End Supplemental Information
Mid-Atlantic forage species and Atlantic chub mackerel framework measures.
(a) General. The MAFMC may, at any time, initiate action to add or revise management measures if it finds that action is necessary to meet or be consistent with the goals and objectives of the Atlantic Mackerel, Squid, and Butterfish FMP; the Atlantic Surfclam and Ocean Quahog FMP; the Summer Flounder, Scup, and Black Sea Bass FMP; the Atlantic Bluefish FMP; the Spiny Dogfish FMP; and Tilefish FMPs.

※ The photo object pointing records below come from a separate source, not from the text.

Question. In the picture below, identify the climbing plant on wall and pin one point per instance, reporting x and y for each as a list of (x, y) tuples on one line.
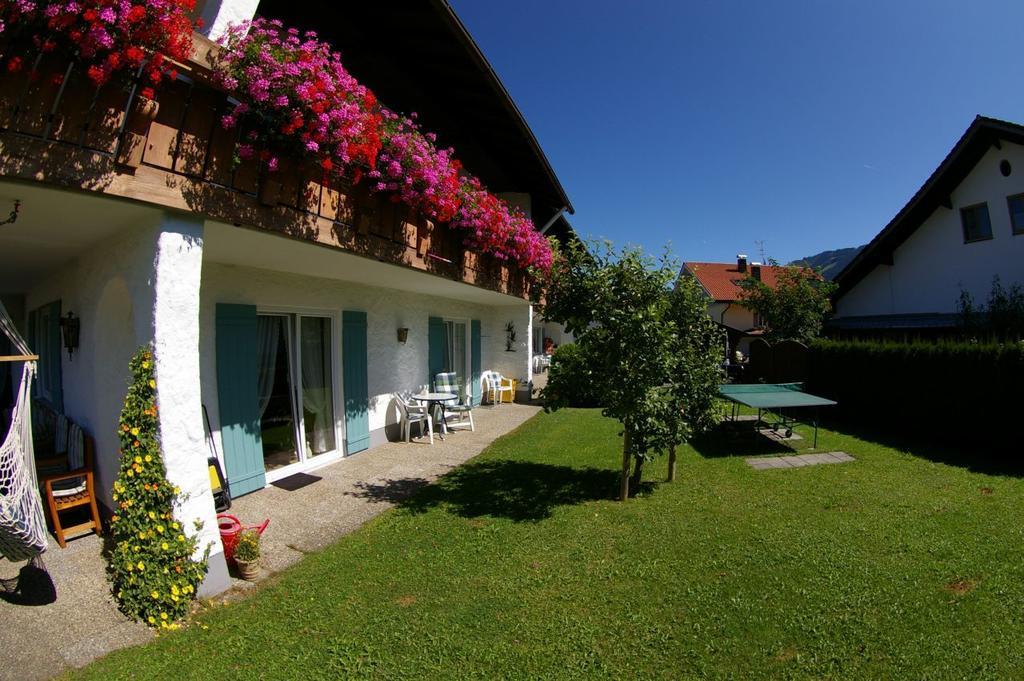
[(152, 569)]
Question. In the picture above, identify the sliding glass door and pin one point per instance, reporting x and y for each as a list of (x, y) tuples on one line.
[(456, 354), (295, 389)]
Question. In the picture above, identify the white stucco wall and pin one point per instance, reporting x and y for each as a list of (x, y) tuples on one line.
[(932, 265), (218, 14), (138, 287), (392, 367), (110, 289)]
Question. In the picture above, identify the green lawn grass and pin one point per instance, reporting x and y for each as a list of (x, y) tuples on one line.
[(519, 565)]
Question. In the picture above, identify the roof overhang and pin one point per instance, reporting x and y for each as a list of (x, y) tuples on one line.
[(979, 137), (418, 56)]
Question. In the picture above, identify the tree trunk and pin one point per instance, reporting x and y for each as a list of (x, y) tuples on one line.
[(624, 488), (637, 473)]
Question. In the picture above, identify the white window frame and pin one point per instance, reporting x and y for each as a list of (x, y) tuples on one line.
[(467, 380)]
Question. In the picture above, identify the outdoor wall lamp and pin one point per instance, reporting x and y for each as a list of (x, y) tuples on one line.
[(70, 327)]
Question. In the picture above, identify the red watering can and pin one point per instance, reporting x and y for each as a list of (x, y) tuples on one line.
[(230, 527)]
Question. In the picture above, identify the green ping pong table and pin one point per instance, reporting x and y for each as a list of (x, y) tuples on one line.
[(773, 398)]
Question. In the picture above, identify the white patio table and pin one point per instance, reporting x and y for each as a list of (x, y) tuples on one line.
[(436, 400)]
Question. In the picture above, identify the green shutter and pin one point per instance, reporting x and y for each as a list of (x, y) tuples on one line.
[(52, 365), (435, 349), (474, 359), (240, 423), (353, 358), (33, 339)]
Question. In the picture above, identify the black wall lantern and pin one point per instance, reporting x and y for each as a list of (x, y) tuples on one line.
[(70, 326)]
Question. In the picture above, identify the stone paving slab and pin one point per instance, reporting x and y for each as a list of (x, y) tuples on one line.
[(778, 436), (83, 624), (799, 461)]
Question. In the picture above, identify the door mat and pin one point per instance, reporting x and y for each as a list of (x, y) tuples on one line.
[(297, 481)]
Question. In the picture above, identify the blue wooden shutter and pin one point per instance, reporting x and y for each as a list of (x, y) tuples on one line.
[(52, 356), (435, 349), (474, 358), (353, 358), (33, 339), (240, 422)]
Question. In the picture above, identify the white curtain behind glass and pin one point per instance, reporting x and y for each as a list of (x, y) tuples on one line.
[(268, 331), (316, 390)]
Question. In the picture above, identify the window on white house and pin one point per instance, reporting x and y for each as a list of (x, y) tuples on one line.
[(538, 340), (1016, 205), (295, 387), (977, 225), (457, 353)]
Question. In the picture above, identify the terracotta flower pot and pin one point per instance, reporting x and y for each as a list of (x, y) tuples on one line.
[(249, 569), (145, 109)]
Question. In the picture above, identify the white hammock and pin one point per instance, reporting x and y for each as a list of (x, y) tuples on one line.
[(23, 525)]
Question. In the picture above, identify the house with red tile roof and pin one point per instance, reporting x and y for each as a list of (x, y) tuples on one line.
[(720, 282)]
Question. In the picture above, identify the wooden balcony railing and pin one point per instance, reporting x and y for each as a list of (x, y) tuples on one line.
[(56, 127)]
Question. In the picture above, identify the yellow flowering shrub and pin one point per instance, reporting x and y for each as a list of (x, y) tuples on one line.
[(153, 580)]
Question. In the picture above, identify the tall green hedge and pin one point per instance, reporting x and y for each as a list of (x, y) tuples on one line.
[(944, 391)]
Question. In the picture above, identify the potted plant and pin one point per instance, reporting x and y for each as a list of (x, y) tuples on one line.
[(247, 554)]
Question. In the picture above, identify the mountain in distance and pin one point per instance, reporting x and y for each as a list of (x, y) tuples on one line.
[(829, 263)]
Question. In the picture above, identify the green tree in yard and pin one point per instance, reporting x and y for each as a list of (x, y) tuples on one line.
[(650, 348), (696, 351), (796, 308)]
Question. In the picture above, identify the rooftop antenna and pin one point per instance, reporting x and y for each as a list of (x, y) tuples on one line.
[(761, 249)]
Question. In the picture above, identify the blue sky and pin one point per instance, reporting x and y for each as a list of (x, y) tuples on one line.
[(714, 124)]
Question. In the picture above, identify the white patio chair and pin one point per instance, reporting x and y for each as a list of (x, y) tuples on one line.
[(449, 382), (496, 385), (411, 414)]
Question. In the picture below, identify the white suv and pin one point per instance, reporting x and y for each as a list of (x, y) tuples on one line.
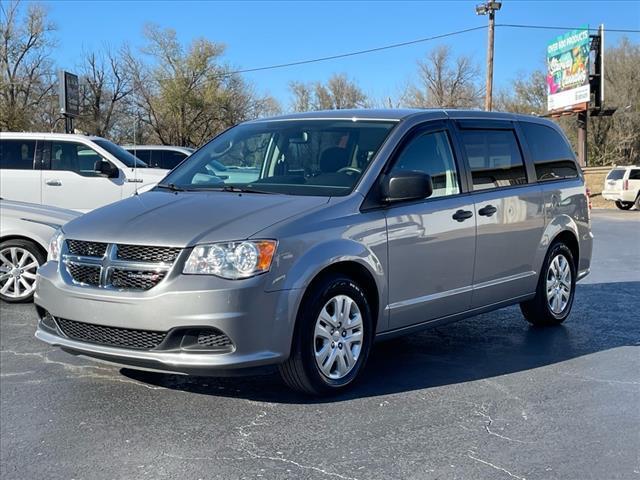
[(69, 171), (622, 185)]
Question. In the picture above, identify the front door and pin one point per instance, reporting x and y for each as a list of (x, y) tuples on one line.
[(72, 180), (20, 170), (431, 242), (510, 216)]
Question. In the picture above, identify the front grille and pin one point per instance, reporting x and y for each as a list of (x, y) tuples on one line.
[(125, 267), (85, 274), (111, 336), (143, 253), (213, 339), (136, 279), (87, 249)]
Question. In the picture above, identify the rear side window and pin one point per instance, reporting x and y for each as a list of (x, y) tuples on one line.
[(171, 158), (17, 154), (494, 158), (144, 155), (431, 153), (616, 174), (552, 156)]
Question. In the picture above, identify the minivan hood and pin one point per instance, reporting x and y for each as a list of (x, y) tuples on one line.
[(184, 219)]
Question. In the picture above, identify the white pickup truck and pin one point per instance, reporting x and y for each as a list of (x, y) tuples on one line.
[(76, 172), (622, 186)]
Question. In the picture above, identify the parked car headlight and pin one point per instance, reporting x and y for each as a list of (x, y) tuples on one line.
[(55, 245), (232, 260)]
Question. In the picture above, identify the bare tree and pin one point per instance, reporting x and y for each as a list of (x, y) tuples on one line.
[(527, 94), (445, 81), (105, 86), (186, 95), (339, 92), (25, 65)]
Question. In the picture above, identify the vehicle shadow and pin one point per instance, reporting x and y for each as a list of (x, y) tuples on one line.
[(604, 317)]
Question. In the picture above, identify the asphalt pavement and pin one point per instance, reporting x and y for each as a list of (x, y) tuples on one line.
[(486, 398)]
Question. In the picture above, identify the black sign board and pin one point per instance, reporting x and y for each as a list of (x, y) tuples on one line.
[(69, 94)]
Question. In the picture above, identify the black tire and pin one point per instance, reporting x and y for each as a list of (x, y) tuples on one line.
[(624, 205), (537, 311), (301, 372), (35, 250)]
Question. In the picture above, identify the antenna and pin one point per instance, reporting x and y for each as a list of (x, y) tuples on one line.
[(135, 150)]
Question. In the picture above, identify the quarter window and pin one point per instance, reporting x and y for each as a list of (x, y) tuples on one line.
[(552, 156), (171, 158), (634, 175), (494, 158), (17, 154), (431, 153), (75, 157)]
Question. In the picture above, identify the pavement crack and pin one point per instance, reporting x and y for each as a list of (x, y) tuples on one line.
[(504, 470), (250, 448), (487, 427)]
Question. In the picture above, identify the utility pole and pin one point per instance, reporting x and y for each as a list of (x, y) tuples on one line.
[(489, 8)]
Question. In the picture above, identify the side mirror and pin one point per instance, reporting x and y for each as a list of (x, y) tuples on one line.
[(401, 186), (107, 169)]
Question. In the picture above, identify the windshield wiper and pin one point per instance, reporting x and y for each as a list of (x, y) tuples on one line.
[(229, 188), (170, 186), (233, 188)]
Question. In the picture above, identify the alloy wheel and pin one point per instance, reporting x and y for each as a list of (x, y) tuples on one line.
[(558, 284), (17, 272), (338, 337)]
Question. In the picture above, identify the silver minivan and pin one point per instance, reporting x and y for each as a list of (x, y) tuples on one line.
[(354, 226)]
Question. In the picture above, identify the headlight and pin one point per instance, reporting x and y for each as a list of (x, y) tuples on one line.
[(55, 245), (233, 260)]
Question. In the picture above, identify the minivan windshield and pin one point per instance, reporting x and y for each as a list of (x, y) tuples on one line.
[(294, 157), (120, 153)]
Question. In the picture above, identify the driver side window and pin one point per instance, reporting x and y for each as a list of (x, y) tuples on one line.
[(77, 158), (431, 153)]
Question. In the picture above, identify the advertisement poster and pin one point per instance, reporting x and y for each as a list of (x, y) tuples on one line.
[(568, 70)]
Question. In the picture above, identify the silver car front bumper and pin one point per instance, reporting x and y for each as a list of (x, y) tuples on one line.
[(259, 323)]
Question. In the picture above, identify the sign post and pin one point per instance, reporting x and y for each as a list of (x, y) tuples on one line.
[(69, 94)]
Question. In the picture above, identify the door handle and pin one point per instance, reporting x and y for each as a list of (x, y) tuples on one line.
[(487, 211), (462, 215)]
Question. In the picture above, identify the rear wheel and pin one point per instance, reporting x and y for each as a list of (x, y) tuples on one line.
[(624, 205), (556, 289), (19, 260), (333, 336)]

(b) Adjustment process. The MAFMC shall develop and analyze appropriate management actions over the span of at least two MAFMC meetings. The MAFMC must provide the public with advance notice of the availability of the recommendation(s), appropriate justification(s) and economic and biological analyses, and the opportunity to comment on the proposed adjustment(s) at its first meeting, prior to its second meeting, and at its second meeting. The MAFMC's recommendations on adjustments or additions to management measures must come from one or more of the following categories: The list of Mid-Atlantic forage species, possession limits, annual landing limits, and any other measure currently included in the applicable FMPs specified in paragraph (a) of this section. Issues that require significant departures from previously contemplated measures or that are otherwise introducing new concepts may require an amendment of the FMPs instead of a framework adjustment.
(c) MAFMC recommendation. See § 648.110(a)(2).
(d) NMFS action. See § 648.110(a)(3).
(e) Emergency actions. See § 648.110(a)(4).